Nice : WikiLeaks et les limites de l’information

Published 15/07/2016 in Futurs

Des soutiens de WikiLeaks, en février 2011 à Londres.

Polémique

En partageant une vidéo particulièrement choquante tournée juste après l’attaque sur son compte Twitter officiel, l’organisation de Julian Assange s’est attirée de très vives critiques.

C’est une vidéo de 46 secondes, filmée hier soir sur la promenade des Anglais à Nice, après l’attaque du camion qui a foncé sur des spectateurs assistant au feu d’artifice, faisant 84 morts et une cinquantaine de blessés en urgence absolue. Des corps inertes, désarticulés, des rigoles de sang, des personnes qui portent secours à des blessés, des cris, des pleurs. Le compte Twitter officiel de WikiLeaks l’a postée hier soir, assortie de la mention «choquant» («graphic»), à deux reprises, comme l’a signalé Olivier Tesquet, journaliste à Télérama.

Une première fois avec un lien vers YouTube – la vidéo a été, depuis, retirée par la plateforme, mais y a été repostée par d’autres utilisateurs. Une seconde fois à partir de la version, pour l’heure toujours disponible, publiée sur Twitter à 23h52 par un site britannique, News This Second, qui indique à Libération avoir reçu les images d’un «ami en France». Une heure plus tard, le même site tweetait une déclaration pour justifier cette mise en ligne : selon eux, «les vidéos et les images aident [leur] public à comprendre ce qui s’est passé, d’une façon que les mots ne permettent pas».

«Des vidéos horribles qui n’ont aucune valeur informative»

La mise en circulation de ces images, particulièrement choquantes, a en effet été très vivement critiquée sur le réseau social. Le compte Twitter de WikiLeaks, qui compte plus de trois millions d’abonnés, l’a d’abord justifiée dans une tonalité pour le moins paranoïaque : à un utilisateur qui se disait «à peu près sûr que la police française a demandé aux gens de ne pas partager ces vidéos par respect» pour les victimes, il a ainsi répondu qu’il pouvait aussi s’agir d’une «tentative d’éviter l’indignation publique sur les défaillances policières et politiques qui ont mené à cette attaque».

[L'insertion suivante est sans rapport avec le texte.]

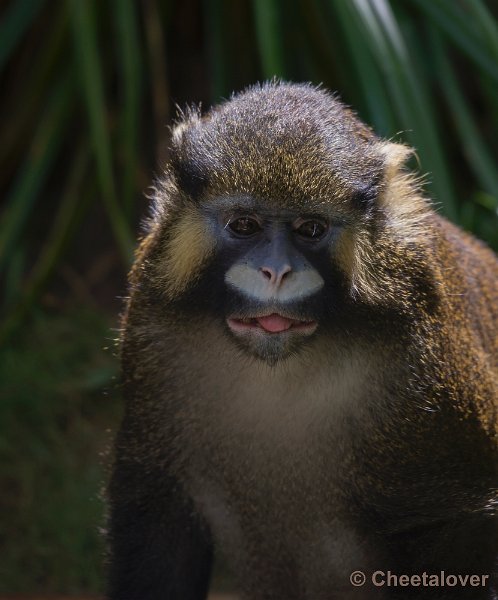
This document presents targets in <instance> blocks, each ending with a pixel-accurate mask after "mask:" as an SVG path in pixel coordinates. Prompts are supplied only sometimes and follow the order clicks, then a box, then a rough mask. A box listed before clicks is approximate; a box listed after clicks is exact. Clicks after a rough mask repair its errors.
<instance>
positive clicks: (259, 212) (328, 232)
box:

Olivier Tesquet, qui faisait valoir qu’«on peut critiquer l’état d’urgence sans renvoyer vers des vidéos horribles qui n’ont aucune valeur informative», et pointait les conséquences pour l’entourage des victimes, s’est pour sa part vu rétorquer que cette vidéo poserait d’abord problème «à ceux qui, à droite comme à gauche, veulent balayer sous le tapis la réalité du terrorisme».

Information «sans filtre»

Pour documenter la réalité, peut-on, faut-il tout montrer ? En la matière, le projet de transparence radicale de Julian Assange a certes toujours procédé d’une vision de l’information «sans filtre». «WikiLeaks continue le travail commencé il y a dix ans : archiver le politique sous toutes ses formes et dans toute sa nudité», estime sur Twitter Juan Branco, conseiller juridique d’Assange en France. Olivier Tesquet, lui, juge sévèrement l’impact d’une telle publication : «Cela recoupe, malheureusement, la “fachosphère” qui plaide pour la diffusion de ce genre de vidéos, en disant qu’on publie bien les images du petit Aylan ou celles des bavures policières aux Etats-Unis, et qui relaie ces images au nom d’un prétendu devoir de vérité.»

La question se pose d’autant plus crûment que sur Twitter, la fonctionnalité de lecture automatique par défaut des vidéos expose nombre d’utilisateurs à des images qu’ils n’ont pas sollicitées. A l’heure de la viralité et du quasi-temps réel, c’est bien sur l’effet de telles images sur le public, et sur les limites éthiques de ce qui a valeur d’information, que WikiLeaks est interpellé.